Wesley S. Scott, MBA, MIS, ABOM, NCLE-AC, LDO - SC & GA
“As our circle of knowledge expands, so does the circumference of darkness surrounding it.” -Albert Einstein
EQ = equi-(equal?) thinning = prism-thinning.
Yes, we must always determine if the lenses have been prism-thinned, regardless of the presence of prescibed horizontal prism, so that single lens replacements will not have vertical prism imbalance, or an incorrect amount of vertical prism when there is prescribed vertical prism.
Science is a way of trying not to fool yourself. - Richard P. Feynman
Experience is the hardest teacher. She gives the test before the lesson.
Of course you need to match the prism thinning on a 1/2 pair of PAL lenses. But who came up with the EQ label? I can go with that...but, not a common term! Even in CA!

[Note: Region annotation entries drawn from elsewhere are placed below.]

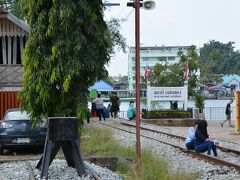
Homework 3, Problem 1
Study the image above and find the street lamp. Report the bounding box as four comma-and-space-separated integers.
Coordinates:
127, 0, 155, 175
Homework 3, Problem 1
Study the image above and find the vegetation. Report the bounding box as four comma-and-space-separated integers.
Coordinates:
81, 129, 197, 180
149, 46, 199, 96
200, 40, 240, 74
8, 0, 125, 126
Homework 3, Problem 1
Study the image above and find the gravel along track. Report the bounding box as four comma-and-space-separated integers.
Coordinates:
0, 159, 123, 180
92, 120, 240, 180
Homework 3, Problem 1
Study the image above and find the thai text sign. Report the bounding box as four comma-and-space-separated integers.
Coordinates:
147, 87, 187, 101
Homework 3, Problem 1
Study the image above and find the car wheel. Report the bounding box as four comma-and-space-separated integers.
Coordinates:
0, 145, 3, 154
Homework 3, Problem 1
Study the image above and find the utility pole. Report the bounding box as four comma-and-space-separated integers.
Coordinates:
127, 0, 155, 176
127, 0, 142, 176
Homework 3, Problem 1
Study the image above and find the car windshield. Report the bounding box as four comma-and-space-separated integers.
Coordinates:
5, 111, 30, 121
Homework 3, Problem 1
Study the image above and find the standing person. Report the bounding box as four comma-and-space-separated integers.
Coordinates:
221, 99, 234, 127
194, 120, 217, 157
110, 94, 119, 118
127, 101, 136, 120
93, 94, 105, 121
173, 101, 178, 110
185, 121, 198, 150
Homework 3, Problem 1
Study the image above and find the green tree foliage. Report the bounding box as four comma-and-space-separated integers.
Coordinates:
20, 0, 113, 124
149, 46, 199, 96
200, 40, 240, 74
178, 46, 200, 96
200, 51, 221, 84
0, 0, 21, 17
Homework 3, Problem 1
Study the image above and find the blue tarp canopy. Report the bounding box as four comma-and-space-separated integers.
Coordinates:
90, 80, 113, 91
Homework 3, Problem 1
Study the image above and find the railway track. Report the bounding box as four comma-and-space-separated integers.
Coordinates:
95, 120, 240, 172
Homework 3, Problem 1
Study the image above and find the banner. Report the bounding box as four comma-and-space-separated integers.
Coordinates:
147, 87, 186, 101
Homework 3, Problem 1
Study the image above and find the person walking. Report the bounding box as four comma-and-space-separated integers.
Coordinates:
127, 101, 136, 120
93, 94, 105, 121
221, 99, 234, 127
194, 120, 218, 157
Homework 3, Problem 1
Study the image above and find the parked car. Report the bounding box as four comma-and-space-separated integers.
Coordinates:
0, 108, 47, 154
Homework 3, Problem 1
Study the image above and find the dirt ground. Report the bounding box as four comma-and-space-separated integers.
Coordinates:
168, 121, 240, 143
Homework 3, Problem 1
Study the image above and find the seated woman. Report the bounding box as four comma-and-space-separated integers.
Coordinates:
194, 120, 217, 156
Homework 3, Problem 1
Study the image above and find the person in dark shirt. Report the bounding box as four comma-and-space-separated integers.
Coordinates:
194, 120, 218, 157
221, 99, 234, 127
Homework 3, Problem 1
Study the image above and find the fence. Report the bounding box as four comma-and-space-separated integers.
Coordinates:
119, 107, 236, 121
0, 91, 19, 120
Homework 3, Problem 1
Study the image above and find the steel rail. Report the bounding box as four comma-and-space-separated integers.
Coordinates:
120, 122, 240, 155
26, 162, 36, 180
98, 122, 240, 172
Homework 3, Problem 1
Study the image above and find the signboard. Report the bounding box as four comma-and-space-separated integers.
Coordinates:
147, 81, 188, 110
90, 89, 97, 99
147, 87, 186, 101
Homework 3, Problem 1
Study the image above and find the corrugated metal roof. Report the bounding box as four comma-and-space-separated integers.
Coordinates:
0, 8, 29, 33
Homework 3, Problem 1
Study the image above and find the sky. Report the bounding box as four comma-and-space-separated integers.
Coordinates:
103, 0, 240, 76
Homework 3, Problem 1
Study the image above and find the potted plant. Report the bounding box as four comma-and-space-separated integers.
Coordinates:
20, 0, 123, 177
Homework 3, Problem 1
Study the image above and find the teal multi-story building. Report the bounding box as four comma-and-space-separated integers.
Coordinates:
128, 46, 193, 90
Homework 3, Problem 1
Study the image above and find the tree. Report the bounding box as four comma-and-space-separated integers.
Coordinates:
178, 46, 200, 96
20, 0, 114, 124
200, 40, 240, 74
200, 51, 221, 84
149, 46, 199, 96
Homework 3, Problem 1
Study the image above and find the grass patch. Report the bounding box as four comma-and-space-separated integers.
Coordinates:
81, 128, 197, 180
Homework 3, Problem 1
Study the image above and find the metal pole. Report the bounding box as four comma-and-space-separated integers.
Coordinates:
135, 0, 141, 175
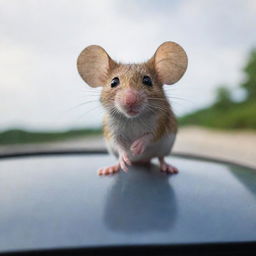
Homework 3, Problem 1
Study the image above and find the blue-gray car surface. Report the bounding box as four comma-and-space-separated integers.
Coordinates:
0, 151, 256, 255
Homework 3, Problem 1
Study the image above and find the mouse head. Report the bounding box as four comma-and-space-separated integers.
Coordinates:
77, 42, 188, 118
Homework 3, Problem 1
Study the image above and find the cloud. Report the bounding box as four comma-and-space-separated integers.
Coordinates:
0, 0, 256, 129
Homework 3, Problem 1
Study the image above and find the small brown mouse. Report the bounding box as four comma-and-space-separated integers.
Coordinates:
77, 42, 188, 175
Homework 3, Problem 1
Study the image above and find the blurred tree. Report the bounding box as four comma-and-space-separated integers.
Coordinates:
214, 86, 232, 109
241, 48, 256, 100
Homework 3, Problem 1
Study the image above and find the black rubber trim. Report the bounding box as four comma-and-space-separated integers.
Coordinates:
0, 242, 256, 256
0, 149, 256, 171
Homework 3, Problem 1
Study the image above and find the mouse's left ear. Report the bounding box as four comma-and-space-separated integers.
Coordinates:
150, 42, 188, 84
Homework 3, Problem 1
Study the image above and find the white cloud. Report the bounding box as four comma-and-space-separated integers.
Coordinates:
0, 0, 256, 129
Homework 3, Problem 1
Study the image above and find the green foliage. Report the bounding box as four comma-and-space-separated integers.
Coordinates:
179, 101, 256, 129
179, 49, 256, 129
214, 86, 232, 109
241, 48, 256, 100
0, 129, 101, 145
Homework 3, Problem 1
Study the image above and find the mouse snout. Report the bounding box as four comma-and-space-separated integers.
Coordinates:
123, 89, 139, 107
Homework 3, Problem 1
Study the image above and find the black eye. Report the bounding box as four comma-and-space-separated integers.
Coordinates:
111, 77, 120, 88
142, 76, 153, 86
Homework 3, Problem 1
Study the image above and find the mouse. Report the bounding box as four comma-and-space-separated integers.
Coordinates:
77, 41, 188, 175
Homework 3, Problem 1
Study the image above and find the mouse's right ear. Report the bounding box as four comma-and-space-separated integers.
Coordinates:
77, 45, 116, 87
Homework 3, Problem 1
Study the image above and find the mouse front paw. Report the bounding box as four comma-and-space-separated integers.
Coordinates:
119, 152, 132, 172
130, 138, 145, 155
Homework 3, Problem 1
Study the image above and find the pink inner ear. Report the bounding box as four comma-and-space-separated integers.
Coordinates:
154, 42, 187, 84
77, 45, 113, 87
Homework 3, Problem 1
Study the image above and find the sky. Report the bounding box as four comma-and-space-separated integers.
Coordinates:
0, 0, 256, 130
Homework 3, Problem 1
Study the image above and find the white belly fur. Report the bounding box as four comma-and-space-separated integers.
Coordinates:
106, 133, 176, 161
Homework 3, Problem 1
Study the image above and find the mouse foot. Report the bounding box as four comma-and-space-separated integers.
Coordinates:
98, 163, 121, 176
159, 157, 179, 174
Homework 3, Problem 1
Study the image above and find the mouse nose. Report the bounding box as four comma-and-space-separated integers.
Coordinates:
124, 89, 138, 107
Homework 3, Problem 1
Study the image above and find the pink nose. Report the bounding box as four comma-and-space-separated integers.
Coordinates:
123, 89, 138, 107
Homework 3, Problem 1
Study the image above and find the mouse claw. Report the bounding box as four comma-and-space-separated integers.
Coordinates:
119, 153, 132, 172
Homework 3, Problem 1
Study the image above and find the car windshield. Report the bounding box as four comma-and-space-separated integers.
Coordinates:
0, 0, 256, 172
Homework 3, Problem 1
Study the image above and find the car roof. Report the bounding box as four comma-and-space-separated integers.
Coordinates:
0, 152, 256, 252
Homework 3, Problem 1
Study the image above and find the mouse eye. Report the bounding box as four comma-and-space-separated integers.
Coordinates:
142, 76, 153, 86
111, 77, 120, 88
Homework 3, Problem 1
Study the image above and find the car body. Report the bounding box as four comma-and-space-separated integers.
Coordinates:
0, 150, 256, 255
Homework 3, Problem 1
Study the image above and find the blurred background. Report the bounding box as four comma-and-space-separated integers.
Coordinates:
0, 0, 256, 167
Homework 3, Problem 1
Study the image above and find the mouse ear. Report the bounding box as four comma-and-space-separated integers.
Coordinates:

I brought this issue up at work and almost lost my head for it. Apparently, this office had been dispensing single progressive lens orders for "years without any problems." Guess how frequently people were walking around with vertical prism? (often)
However, when I posted about this on optiboard, a few people made a good point: prism thinning is determined by the add power so theoretically, if the add is the same in both lenses (which it usually is), the prism thinning will be the same.
This is where my understanding starts to fail me...it seemed to happen especially with post cataract patients, where the old script (in non-operated eye) was a significant correction (2D or so) and the new script for operated eye was virtually plano. Without fail, these jobs seemed to result in vertical imbalance. I understand the issue of deviating from the OC with unlike powers, but when looking at the PRP on a progressive, you're essentially looking at the OC, right?
Anyway, I was taught old skool style, I guess, always order both, then do an Rx change when the other eye is operated on. Seemed to eliminate a lot of remakes or "dispense and see if the pt notices" sort of situations.
A little harsh don't you think??? I ask because I value the opinion of other people that may have had more experience than I in the optical field. I did not ask to be bashed on, what a jerk. And yes, we have people that know what they are doing, however, certian issues arise that we as an office sometimes disagree on. So, rather than open MY mouth and sound like an idiot because I'm not 100% sure that MY answer is right I wanted other optical professionals opinions.
I have an article about "how to take an EQ" That is where the term comes from.
Thank you for the apology. It's hard to find other opticians in my area (ABO certified at least) to be able to bounce questions like this off of so I appreciate that Opti board is here so I can at least "talk" with other professionals and get opinions.